Mas isso não significa minimizar os efeitos combinados da pandemia e do bloqueio sobre os jovens. Juntamente com a ameaça de doença e morte para seus avós e às vezes para os pais, a interrupção de sua educação e a perspectiva de entrar no emprego em uma recessão pós-pandêmica, eles estão perdendo experiências vitais para seu desenvolvimento mental e emocional.

Os adolescentes precisam se encontrar pessoalmente, e não apenas porque seus hormônios os estão transformando em adultos com desejos sexuais; embora seja importante aprender como e com quem expressar esses impulsos (e quando contê-los). A interação humana não pode ser codificada. As sutilezas da linguagem corporal, as ambigüidades do contato visual fugaz, a perspectiva assustadora de cometer uma gafe social em uma situação da qual você não pode simplesmente se desconectar, não se traduzem bem em plataformas digitais.

A relativa controlabilidade e previsibilidade das interações mediadas tecnologicamente são parte de seu apelo para os adolescentes. O risco de interpretar mal uma situação, ou ser mal interpretado, é atenuado quando você pode reler uma mensagem de texto antes de responder ou editar uma selfie antes de postar. Um dos perigos reais de um ano passado crescendo online é que será o “novo normal” porque é mais seguro do que a alternativa em pessoa.

Mas devemos ser honestos conosco. Uma existência mediada por uma tecnologia que não projetamos, na qual cada um de nós interage, individualmente, com um mundo delimitado por uma tela, já era o futuro para o qual a maioria de nós estava deslizando. Já estávamos sendo seduzidos pela facilidade de plataformas pré-fabricadas, de um mundo social embalado como conteúdo, de um menu perpetuamente rolante de experiências para consumir. É menos arriscado do que encontros improvisados ​​com seres humanos de carne e osso.

Os adolescentes precisam uns dos outros. Eles precisam ver e ouvir uns aos outros, então não é de se admirar que o uso da tecnologia tenha se expandido para atender a essa necessidade, bem como suas necessidades de aprender, fazer compras, rir e escapar da realidade por um tempo. Eles também precisam se tocar e (desculpe, pais) às vezes os outros sentidos também, e a tecnologia realmente não pode ajudar com isso, apesar de seus melhores esforços. É vital para a sanidade do adolescente, em seu sentido mais amplo, que eles recuperem a liberdade de estarem juntos o mais rápido possível.

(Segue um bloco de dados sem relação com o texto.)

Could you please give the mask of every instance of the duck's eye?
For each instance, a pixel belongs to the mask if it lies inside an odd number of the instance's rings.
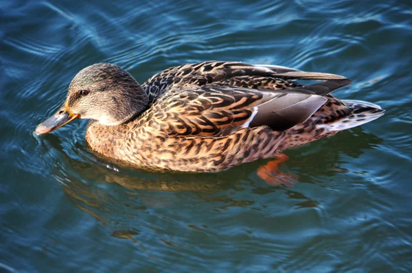
[[[82,91],[80,91],[80,95],[81,95],[85,96],[87,94],[89,94],[89,90],[82,90]]]

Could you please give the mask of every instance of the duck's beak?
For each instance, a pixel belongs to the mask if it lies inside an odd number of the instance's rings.
[[[35,132],[36,134],[49,133],[79,117],[80,117],[79,114],[72,113],[67,103],[65,103],[56,114],[40,123],[36,128]]]

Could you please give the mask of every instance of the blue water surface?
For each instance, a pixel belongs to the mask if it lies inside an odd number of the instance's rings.
[[[0,272],[412,271],[410,1],[0,1]],[[81,69],[209,60],[345,75],[387,112],[257,174],[133,169],[85,121],[36,136]]]

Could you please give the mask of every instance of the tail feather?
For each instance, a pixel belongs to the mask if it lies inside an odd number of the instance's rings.
[[[325,124],[329,131],[341,131],[359,126],[382,117],[385,110],[371,102],[360,100],[343,100],[347,107],[352,109],[350,115],[330,124]]]

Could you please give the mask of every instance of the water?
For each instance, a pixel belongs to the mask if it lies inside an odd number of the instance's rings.
[[[411,272],[410,1],[0,1],[0,272]],[[380,3],[379,3],[380,2]],[[207,60],[354,80],[334,94],[386,115],[209,174],[128,169],[88,150],[86,121],[38,137],[83,67],[139,82]]]

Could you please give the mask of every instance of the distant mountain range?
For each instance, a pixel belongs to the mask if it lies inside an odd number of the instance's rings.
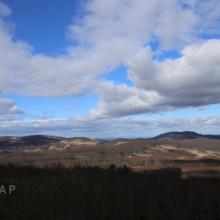
[[[182,140],[182,139],[195,139],[195,138],[206,138],[220,140],[220,135],[203,135],[193,131],[183,132],[168,132],[160,134],[153,138],[138,138],[138,139],[127,139],[117,138],[114,140],[101,140],[86,137],[73,137],[65,138],[58,136],[48,135],[30,135],[23,137],[5,136],[0,137],[0,149],[20,149],[27,147],[41,147],[41,146],[52,146],[56,144],[72,144],[72,145],[97,145],[103,143],[116,143],[116,142],[130,142],[135,140]]]

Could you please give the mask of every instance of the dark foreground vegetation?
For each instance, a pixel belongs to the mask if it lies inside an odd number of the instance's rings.
[[[178,169],[0,166],[1,220],[217,220],[220,179],[182,179]]]

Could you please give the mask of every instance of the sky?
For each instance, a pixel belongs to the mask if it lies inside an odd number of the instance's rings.
[[[0,0],[0,136],[220,134],[219,0]]]

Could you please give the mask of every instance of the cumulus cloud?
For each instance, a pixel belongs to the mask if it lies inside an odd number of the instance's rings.
[[[1,14],[10,9],[1,4]],[[129,59],[156,35],[165,47],[194,39],[198,18],[177,0],[93,0],[85,14],[70,25],[78,42],[56,57],[33,54],[32,45],[13,40],[0,18],[0,90],[39,96],[81,95],[97,78]],[[172,29],[170,28],[172,27]]]
[[[220,102],[220,40],[188,45],[175,60],[152,60],[149,48],[128,62],[134,86],[103,83],[89,117],[119,117]]]
[[[4,3],[0,2],[0,16],[8,16],[11,14],[11,9]]]
[[[0,122],[13,120],[23,112],[11,99],[0,98]]]

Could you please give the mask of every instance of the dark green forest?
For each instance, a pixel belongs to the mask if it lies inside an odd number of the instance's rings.
[[[1,220],[217,220],[220,179],[181,178],[179,169],[0,166]]]

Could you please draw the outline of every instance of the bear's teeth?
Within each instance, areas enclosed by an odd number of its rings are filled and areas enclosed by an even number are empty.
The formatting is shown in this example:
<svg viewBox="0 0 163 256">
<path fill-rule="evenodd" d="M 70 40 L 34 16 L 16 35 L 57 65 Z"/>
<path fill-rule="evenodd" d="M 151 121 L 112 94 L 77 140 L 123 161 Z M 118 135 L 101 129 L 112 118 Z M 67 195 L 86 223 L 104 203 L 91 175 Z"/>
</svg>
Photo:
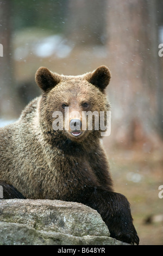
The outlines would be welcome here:
<svg viewBox="0 0 163 256">
<path fill-rule="evenodd" d="M 81 132 L 71 132 L 71 133 L 74 136 L 78 136 L 79 135 L 81 134 Z"/>
</svg>

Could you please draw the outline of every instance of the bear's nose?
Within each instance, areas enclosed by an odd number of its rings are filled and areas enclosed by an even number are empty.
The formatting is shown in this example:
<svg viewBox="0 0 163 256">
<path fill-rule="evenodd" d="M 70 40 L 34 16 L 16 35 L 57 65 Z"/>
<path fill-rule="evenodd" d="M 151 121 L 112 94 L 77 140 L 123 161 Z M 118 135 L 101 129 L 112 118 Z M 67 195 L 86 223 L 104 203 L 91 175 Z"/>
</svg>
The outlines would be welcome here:
<svg viewBox="0 0 163 256">
<path fill-rule="evenodd" d="M 79 131 L 82 127 L 82 122 L 80 119 L 71 119 L 70 122 L 70 127 L 72 131 Z"/>
</svg>

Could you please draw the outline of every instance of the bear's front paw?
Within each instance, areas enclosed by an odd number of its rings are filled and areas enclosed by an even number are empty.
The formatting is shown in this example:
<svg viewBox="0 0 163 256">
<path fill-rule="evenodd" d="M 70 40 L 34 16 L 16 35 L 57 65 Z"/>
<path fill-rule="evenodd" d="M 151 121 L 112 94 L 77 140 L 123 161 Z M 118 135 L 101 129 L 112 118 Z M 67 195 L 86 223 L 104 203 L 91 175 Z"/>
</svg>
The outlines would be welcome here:
<svg viewBox="0 0 163 256">
<path fill-rule="evenodd" d="M 111 231 L 109 230 L 109 231 L 110 236 L 115 238 L 117 240 L 132 245 L 136 243 L 138 245 L 139 243 L 139 238 L 133 223 L 129 224 L 126 228 L 121 228 L 120 231 L 118 230 L 116 232 L 115 232 L 115 230 Z"/>
</svg>

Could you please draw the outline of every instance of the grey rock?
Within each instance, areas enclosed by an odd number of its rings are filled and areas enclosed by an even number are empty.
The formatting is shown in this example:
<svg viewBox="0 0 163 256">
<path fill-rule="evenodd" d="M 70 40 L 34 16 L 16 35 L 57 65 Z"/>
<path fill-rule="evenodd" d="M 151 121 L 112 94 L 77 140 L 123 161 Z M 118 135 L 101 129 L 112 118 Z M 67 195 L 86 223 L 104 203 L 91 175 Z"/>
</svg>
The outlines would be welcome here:
<svg viewBox="0 0 163 256">
<path fill-rule="evenodd" d="M 127 245 L 110 237 L 101 215 L 82 204 L 0 200 L 0 245 Z"/>
</svg>

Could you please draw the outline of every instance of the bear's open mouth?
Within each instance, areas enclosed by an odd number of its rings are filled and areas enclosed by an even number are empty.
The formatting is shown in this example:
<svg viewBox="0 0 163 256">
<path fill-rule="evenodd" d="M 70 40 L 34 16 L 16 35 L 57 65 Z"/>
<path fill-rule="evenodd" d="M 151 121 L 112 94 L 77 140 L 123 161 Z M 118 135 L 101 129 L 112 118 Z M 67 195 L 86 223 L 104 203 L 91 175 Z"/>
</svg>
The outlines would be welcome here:
<svg viewBox="0 0 163 256">
<path fill-rule="evenodd" d="M 71 133 L 74 136 L 79 136 L 82 133 L 82 131 L 72 131 L 71 132 Z"/>
</svg>

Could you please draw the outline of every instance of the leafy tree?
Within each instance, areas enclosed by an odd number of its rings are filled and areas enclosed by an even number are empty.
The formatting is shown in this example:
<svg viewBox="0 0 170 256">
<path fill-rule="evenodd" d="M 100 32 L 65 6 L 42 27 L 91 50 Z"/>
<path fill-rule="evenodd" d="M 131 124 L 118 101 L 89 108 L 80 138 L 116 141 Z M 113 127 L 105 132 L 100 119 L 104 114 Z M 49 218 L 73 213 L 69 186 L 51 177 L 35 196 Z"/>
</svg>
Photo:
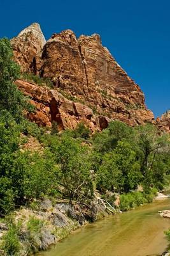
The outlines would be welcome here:
<svg viewBox="0 0 170 256">
<path fill-rule="evenodd" d="M 128 192 L 136 188 L 141 175 L 135 152 L 126 141 L 118 141 L 106 153 L 99 168 L 98 185 L 112 191 Z"/>
<path fill-rule="evenodd" d="M 93 136 L 94 149 L 101 154 L 115 148 L 119 141 L 125 140 L 134 143 L 134 130 L 120 121 L 111 122 L 108 128 Z"/>
<path fill-rule="evenodd" d="M 160 134 L 152 124 L 139 126 L 137 131 L 136 141 L 145 187 L 156 186 L 162 188 L 166 170 L 168 169 L 164 158 L 169 152 L 169 136 Z"/>
<path fill-rule="evenodd" d="M 24 109 L 32 111 L 33 107 L 13 84 L 19 77 L 20 68 L 12 58 L 10 41 L 0 39 L 0 115 L 2 110 L 7 110 L 18 122 Z"/>
<path fill-rule="evenodd" d="M 65 136 L 57 144 L 54 153 L 60 164 L 57 180 L 69 197 L 69 204 L 74 198 L 81 200 L 93 196 L 91 163 L 88 149 L 74 139 Z"/>
</svg>

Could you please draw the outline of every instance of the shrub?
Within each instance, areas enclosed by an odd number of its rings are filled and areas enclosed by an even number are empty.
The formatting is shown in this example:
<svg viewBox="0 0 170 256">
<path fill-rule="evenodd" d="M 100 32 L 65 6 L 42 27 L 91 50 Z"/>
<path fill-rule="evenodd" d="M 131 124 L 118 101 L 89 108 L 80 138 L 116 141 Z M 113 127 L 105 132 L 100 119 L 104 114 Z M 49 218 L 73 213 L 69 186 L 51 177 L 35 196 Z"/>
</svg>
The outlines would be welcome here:
<svg viewBox="0 0 170 256">
<path fill-rule="evenodd" d="M 2 250 L 6 256 L 19 256 L 21 245 L 19 240 L 20 224 L 10 223 L 8 230 L 3 237 Z"/>
</svg>

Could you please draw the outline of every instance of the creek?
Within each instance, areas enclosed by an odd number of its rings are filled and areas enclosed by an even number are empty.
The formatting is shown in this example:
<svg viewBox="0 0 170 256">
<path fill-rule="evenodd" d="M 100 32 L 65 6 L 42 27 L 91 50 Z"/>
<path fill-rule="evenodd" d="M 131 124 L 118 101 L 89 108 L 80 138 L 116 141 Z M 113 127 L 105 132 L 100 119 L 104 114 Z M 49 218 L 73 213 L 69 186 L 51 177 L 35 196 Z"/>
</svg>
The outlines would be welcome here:
<svg viewBox="0 0 170 256">
<path fill-rule="evenodd" d="M 164 232 L 170 220 L 158 211 L 170 209 L 170 199 L 156 201 L 80 228 L 38 256 L 148 256 L 169 244 Z"/>
</svg>

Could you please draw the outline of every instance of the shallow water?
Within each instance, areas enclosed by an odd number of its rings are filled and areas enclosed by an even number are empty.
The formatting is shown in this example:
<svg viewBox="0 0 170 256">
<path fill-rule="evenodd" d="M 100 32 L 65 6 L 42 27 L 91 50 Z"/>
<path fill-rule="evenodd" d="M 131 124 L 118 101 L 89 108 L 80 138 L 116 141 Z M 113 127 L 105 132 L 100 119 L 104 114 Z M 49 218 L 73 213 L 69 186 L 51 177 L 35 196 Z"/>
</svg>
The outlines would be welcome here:
<svg viewBox="0 0 170 256">
<path fill-rule="evenodd" d="M 170 199 L 111 216 L 80 228 L 38 256 L 146 256 L 168 246 L 164 231 L 170 220 L 159 211 L 170 209 Z"/>
</svg>

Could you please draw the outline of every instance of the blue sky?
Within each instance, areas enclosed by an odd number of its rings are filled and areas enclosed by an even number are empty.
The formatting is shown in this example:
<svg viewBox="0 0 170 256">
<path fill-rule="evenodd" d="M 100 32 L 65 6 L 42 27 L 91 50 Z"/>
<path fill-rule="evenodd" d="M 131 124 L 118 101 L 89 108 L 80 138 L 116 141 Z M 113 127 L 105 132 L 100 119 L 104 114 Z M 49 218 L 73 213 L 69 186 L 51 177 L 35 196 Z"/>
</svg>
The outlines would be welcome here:
<svg viewBox="0 0 170 256">
<path fill-rule="evenodd" d="M 100 34 L 155 116 L 170 109 L 169 0 L 0 0 L 0 38 L 34 22 L 47 39 L 68 28 Z"/>
</svg>

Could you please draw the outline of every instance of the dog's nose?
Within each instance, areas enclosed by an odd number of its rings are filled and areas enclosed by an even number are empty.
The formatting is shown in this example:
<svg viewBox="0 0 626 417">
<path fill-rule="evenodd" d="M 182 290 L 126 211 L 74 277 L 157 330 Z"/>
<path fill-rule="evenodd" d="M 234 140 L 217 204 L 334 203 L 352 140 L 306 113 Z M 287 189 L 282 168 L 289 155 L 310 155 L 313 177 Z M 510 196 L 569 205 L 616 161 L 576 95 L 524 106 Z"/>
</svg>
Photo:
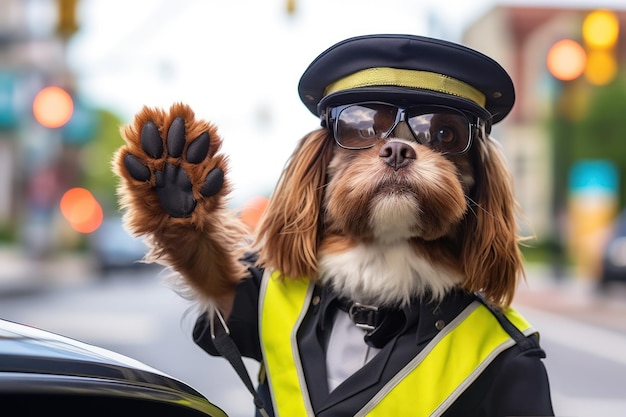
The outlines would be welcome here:
<svg viewBox="0 0 626 417">
<path fill-rule="evenodd" d="M 417 158 L 415 150 L 408 144 L 398 141 L 389 141 L 378 152 L 383 161 L 394 170 L 403 168 Z"/>
</svg>

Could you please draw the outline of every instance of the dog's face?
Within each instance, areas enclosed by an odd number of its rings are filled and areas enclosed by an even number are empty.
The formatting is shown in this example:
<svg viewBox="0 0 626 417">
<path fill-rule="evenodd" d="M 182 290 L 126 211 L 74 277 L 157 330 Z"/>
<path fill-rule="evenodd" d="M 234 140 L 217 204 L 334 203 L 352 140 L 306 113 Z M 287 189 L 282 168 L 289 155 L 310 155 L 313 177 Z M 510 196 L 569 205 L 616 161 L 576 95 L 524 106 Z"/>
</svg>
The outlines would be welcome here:
<svg viewBox="0 0 626 417">
<path fill-rule="evenodd" d="M 371 148 L 335 145 L 322 205 L 321 280 L 375 305 L 437 299 L 458 285 L 471 160 L 418 143 L 404 122 Z"/>
<path fill-rule="evenodd" d="M 522 273 L 516 203 L 484 130 L 467 152 L 421 144 L 405 122 L 366 149 L 305 136 L 259 229 L 260 259 L 355 301 L 401 305 L 451 288 L 510 303 Z"/>
</svg>

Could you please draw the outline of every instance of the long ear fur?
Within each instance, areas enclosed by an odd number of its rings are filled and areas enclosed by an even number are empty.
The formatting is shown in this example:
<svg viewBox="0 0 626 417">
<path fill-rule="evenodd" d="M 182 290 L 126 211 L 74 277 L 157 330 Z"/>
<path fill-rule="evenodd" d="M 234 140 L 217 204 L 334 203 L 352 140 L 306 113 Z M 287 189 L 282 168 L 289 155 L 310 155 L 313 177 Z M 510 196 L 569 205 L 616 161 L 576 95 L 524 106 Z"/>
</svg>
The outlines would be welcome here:
<svg viewBox="0 0 626 417">
<path fill-rule="evenodd" d="M 475 142 L 474 201 L 469 201 L 471 211 L 461 246 L 463 285 L 504 308 L 513 300 L 518 278 L 524 276 L 516 221 L 520 211 L 500 147 L 485 137 Z"/>
<path fill-rule="evenodd" d="M 301 139 L 258 227 L 259 263 L 290 278 L 317 274 L 320 207 L 333 154 L 327 129 Z"/>
</svg>

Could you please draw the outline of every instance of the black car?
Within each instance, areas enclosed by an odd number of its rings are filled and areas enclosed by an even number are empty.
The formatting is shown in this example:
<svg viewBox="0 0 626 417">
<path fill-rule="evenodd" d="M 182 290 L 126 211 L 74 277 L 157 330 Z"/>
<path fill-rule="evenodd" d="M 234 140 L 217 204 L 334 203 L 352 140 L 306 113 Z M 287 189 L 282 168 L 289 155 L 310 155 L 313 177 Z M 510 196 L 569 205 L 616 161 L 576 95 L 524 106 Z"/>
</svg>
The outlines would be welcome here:
<svg viewBox="0 0 626 417">
<path fill-rule="evenodd" d="M 3 415 L 19 416 L 227 417 L 141 362 L 1 319 L 0 404 Z"/>
<path fill-rule="evenodd" d="M 626 211 L 613 224 L 600 266 L 599 287 L 606 290 L 614 283 L 626 284 Z"/>
</svg>

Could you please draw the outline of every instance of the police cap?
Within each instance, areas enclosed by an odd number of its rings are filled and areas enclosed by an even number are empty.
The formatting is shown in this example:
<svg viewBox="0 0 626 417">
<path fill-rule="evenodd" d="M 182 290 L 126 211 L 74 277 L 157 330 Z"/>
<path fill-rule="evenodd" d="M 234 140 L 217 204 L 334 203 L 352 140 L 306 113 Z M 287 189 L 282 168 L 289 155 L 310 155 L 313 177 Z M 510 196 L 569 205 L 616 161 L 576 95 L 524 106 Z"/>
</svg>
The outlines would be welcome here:
<svg viewBox="0 0 626 417">
<path fill-rule="evenodd" d="M 439 104 L 469 110 L 489 127 L 515 102 L 511 78 L 493 59 L 456 43 L 402 34 L 331 46 L 304 71 L 298 93 L 316 116 L 359 101 Z"/>
</svg>

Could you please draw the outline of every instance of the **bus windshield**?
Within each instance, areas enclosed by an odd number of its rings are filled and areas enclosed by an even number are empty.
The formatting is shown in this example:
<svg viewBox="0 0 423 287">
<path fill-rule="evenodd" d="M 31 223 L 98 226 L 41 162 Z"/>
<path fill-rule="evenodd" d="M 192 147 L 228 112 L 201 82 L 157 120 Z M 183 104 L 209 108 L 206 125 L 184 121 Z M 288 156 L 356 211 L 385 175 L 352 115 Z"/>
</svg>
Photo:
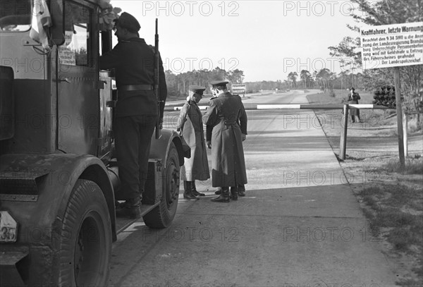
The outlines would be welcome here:
<svg viewBox="0 0 423 287">
<path fill-rule="evenodd" d="M 0 31 L 27 31 L 30 28 L 30 0 L 0 0 Z"/>
</svg>

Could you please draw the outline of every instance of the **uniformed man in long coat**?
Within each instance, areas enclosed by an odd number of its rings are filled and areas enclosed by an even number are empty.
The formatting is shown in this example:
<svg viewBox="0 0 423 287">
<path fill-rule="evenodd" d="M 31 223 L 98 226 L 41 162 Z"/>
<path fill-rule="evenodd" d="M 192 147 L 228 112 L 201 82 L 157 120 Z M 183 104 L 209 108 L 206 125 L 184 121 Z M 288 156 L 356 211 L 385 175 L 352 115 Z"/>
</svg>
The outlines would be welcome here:
<svg viewBox="0 0 423 287">
<path fill-rule="evenodd" d="M 237 186 L 247 183 L 243 141 L 247 137 L 247 114 L 241 97 L 227 91 L 225 81 L 213 81 L 214 97 L 203 116 L 206 140 L 212 149 L 212 185 L 222 192 L 212 201 L 229 202 L 238 200 Z"/>
<path fill-rule="evenodd" d="M 185 158 L 180 169 L 180 179 L 184 182 L 183 197 L 186 199 L 198 200 L 204 196 L 195 187 L 195 181 L 210 178 L 207 152 L 204 142 L 202 114 L 197 104 L 202 97 L 204 87 L 190 85 L 188 97 L 180 110 L 176 125 L 187 144 L 191 148 L 191 157 Z"/>
<path fill-rule="evenodd" d="M 101 69 L 115 68 L 118 88 L 113 130 L 121 185 L 115 198 L 125 202 L 116 209 L 116 216 L 140 218 L 151 138 L 156 121 L 163 123 L 167 87 L 160 59 L 157 111 L 154 48 L 140 38 L 141 26 L 132 15 L 123 13 L 115 21 L 118 43 L 100 56 L 99 66 Z"/>
</svg>

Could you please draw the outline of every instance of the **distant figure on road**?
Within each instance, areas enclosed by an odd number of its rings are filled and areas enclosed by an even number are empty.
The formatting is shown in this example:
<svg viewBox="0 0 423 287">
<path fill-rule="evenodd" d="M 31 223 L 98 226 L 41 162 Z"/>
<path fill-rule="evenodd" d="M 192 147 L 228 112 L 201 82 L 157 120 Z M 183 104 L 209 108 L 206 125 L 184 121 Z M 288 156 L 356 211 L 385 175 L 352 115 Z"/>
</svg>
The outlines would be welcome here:
<svg viewBox="0 0 423 287">
<path fill-rule="evenodd" d="M 197 105 L 204 90 L 204 87 L 190 86 L 187 102 L 180 110 L 176 125 L 176 128 L 191 148 L 191 157 L 185 159 L 185 164 L 180 169 L 180 179 L 184 183 L 183 197 L 188 200 L 198 200 L 199 196 L 205 195 L 197 191 L 195 180 L 210 178 L 202 114 Z"/>
<path fill-rule="evenodd" d="M 354 87 L 351 87 L 350 88 L 350 94 L 348 94 L 348 104 L 358 104 L 359 99 L 361 99 L 360 94 L 355 92 Z M 357 109 L 351 109 L 350 111 L 351 112 L 351 121 L 355 123 L 355 116 L 357 116 L 357 121 L 360 123 L 361 121 L 360 119 L 360 110 Z"/>
<path fill-rule="evenodd" d="M 247 138 L 247 114 L 241 97 L 227 91 L 225 81 L 213 81 L 214 97 L 203 116 L 207 147 L 212 149 L 212 185 L 221 193 L 212 201 L 238 200 L 238 186 L 247 183 L 243 141 Z M 229 196 L 231 187 L 231 196 Z"/>
</svg>

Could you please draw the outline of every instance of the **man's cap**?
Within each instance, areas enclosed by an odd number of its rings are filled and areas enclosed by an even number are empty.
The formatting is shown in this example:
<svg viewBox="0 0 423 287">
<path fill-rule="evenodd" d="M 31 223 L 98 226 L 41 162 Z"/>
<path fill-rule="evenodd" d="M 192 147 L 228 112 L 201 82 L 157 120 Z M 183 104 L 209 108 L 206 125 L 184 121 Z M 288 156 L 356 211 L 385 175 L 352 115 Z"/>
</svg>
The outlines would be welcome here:
<svg viewBox="0 0 423 287">
<path fill-rule="evenodd" d="M 202 94 L 206 90 L 205 87 L 190 85 L 189 89 L 190 91 L 194 92 L 195 94 Z"/>
<path fill-rule="evenodd" d="M 137 32 L 141 29 L 140 23 L 129 13 L 123 12 L 118 19 L 115 19 L 116 25 L 127 29 L 130 32 Z"/>
<path fill-rule="evenodd" d="M 228 84 L 229 82 L 227 81 L 224 81 L 224 80 L 213 80 L 212 82 L 210 82 L 210 84 L 213 86 L 213 87 L 226 87 L 226 84 Z"/>
</svg>

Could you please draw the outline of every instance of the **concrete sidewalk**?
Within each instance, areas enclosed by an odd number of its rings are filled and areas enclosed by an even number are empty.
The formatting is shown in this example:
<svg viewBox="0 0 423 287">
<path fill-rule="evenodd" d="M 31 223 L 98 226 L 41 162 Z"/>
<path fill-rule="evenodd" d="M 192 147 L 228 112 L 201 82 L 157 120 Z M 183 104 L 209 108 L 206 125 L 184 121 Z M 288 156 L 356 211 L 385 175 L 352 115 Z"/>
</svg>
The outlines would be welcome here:
<svg viewBox="0 0 423 287">
<path fill-rule="evenodd" d="M 295 102 L 307 102 L 305 94 Z M 154 264 L 121 267 L 114 272 L 123 272 L 121 280 L 111 285 L 395 286 L 398 278 L 350 187 L 364 178 L 345 176 L 314 113 L 248 116 L 247 196 L 212 202 L 215 188 L 210 181 L 197 182 L 207 196 L 180 196 L 171 227 L 152 233 L 140 225 L 127 235 L 125 244 L 141 236 L 154 244 L 137 251 L 142 262 Z M 128 255 L 119 257 L 128 263 Z"/>
</svg>

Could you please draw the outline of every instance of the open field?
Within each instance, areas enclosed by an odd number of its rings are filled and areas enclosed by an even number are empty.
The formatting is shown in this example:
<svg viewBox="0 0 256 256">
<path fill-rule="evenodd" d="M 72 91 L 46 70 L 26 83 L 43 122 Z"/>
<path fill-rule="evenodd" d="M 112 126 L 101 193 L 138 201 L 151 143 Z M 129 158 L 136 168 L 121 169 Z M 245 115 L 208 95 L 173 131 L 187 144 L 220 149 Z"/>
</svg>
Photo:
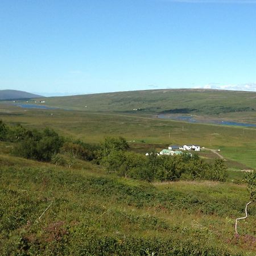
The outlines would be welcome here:
<svg viewBox="0 0 256 256">
<path fill-rule="evenodd" d="M 63 135 L 86 142 L 98 143 L 108 136 L 122 136 L 128 141 L 141 143 L 141 147 L 144 144 L 145 150 L 150 149 L 148 144 L 160 149 L 170 144 L 195 143 L 220 148 L 227 159 L 243 164 L 244 168 L 256 168 L 256 129 L 252 127 L 190 123 L 129 114 L 24 109 L 14 106 L 8 109 L 5 104 L 1 108 L 5 108 L 0 117 L 7 123 L 20 123 L 40 129 L 51 127 Z"/>
<path fill-rule="evenodd" d="M 248 200 L 244 185 L 150 184 L 106 175 L 89 163 L 69 169 L 23 160 L 9 157 L 5 167 L 0 155 L 1 255 L 255 251 L 255 205 L 239 223 L 240 238 L 234 234 L 234 219 Z"/>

Enquanto isso, cabe aos adultos refletir sobre o mundo que estamos construindo para eles e para nós mesmos. Um mundo que tornou possível confinar grande parte da população em casa, cada uma conectada separadamente por meio de estruturas sociais em forma de software. Estruturas projetadas não por nós, mas por pessoas que nunca encontraremos, que nunca nos perguntaram o que queremos e apenas mediram nosso comportamento no labirinto que construíram para nós.

Timandra Harkness apresenta a série BBC Radio 4, FutureProofing  e How To Disagree . Seu livro,  Big Data: Does Size Matter?  é publicado pela Bloomsbury Sigma.